Visual Analytics for Data Scientists

Visual Analytics for Data Scientists
Author :
Publisher : Springer Nature
Total Pages : 440
Release :
ISBN-10 : 9783030561468
ISBN-13 : 3030561461
Rating : 4/5 (68 Downloads)

Synopsis Visual Analytics for Data Scientists by : Natalia Andrienko

This textbook presents the main principles of visual analytics and describes techniques and approaches that have proven their utility and can be readily reproduced. Special emphasis is placed on various instructive examples of analyses, in which the need for and the use of visualisations are explained in detail. The book begins by introducing the main ideas and concepts of visual analytics and explaining why it should be considered an essential part of data science methodology and practices. It then describes the general principles underlying the visual analytics approaches, including those on appropriate visual representation, the use of interactive techniques, and classes of computational methods. It continues with discussing how to use visualisations for getting aware of data properties that need to be taken into account and for detecting possible data quality issues that may impair the analysis.

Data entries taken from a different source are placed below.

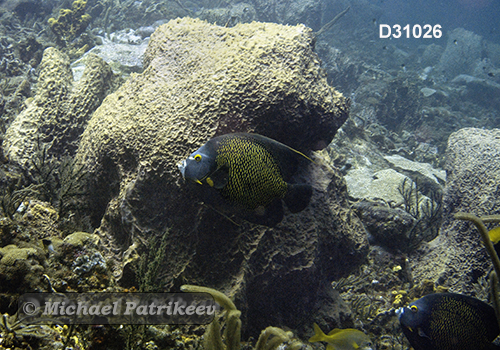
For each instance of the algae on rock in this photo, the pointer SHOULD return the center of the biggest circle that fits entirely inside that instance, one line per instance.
(199, 81)
(60, 109)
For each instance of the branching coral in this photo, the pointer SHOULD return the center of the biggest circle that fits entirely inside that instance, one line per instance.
(427, 212)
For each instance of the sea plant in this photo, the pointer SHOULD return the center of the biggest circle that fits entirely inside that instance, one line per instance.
(270, 338)
(150, 262)
(426, 212)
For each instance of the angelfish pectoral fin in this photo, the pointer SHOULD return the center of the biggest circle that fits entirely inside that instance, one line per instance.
(422, 334)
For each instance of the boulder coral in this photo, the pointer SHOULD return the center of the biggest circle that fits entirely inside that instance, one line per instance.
(202, 80)
(457, 258)
(71, 22)
(60, 108)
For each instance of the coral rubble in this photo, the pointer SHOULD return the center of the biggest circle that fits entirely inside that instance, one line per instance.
(202, 80)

The second part of the book describes visual analytics methods and workflows, organised by various data types including multidimensional data, data with spatial and temporal components, data describing binary relationships, texts, images and video. For each data type, the specific properties and issues are explained, the relevant analysis tasks are discussed, and appropriate methods and procedures are introduced. The focus here is not on the micro-level details of how the methods work, but on how the methods can be used and how they can be applied to data. The limitations of the methods are also discussed and possible pitfalls are identified. The textbook is intended for students in data science and, more generally, anyone doing or planning to do practical data analysis. It includes numerous examples demonstrating how visual analytics techniques are used and how they can help analysts to understand the properties of data, gain insights into the subject reflected in the data, and build good models that can be trusted. Based on several years of teaching related courses at the City, University of London, the University of Bonn and TU Munich, as well as industry training at the Fraunhofer Institute IAIS and numerous summer schools, the main content is complemented by sample datasets and detailed, illustrated descriptions of exercises to practice applying visual analytics methods and workflows.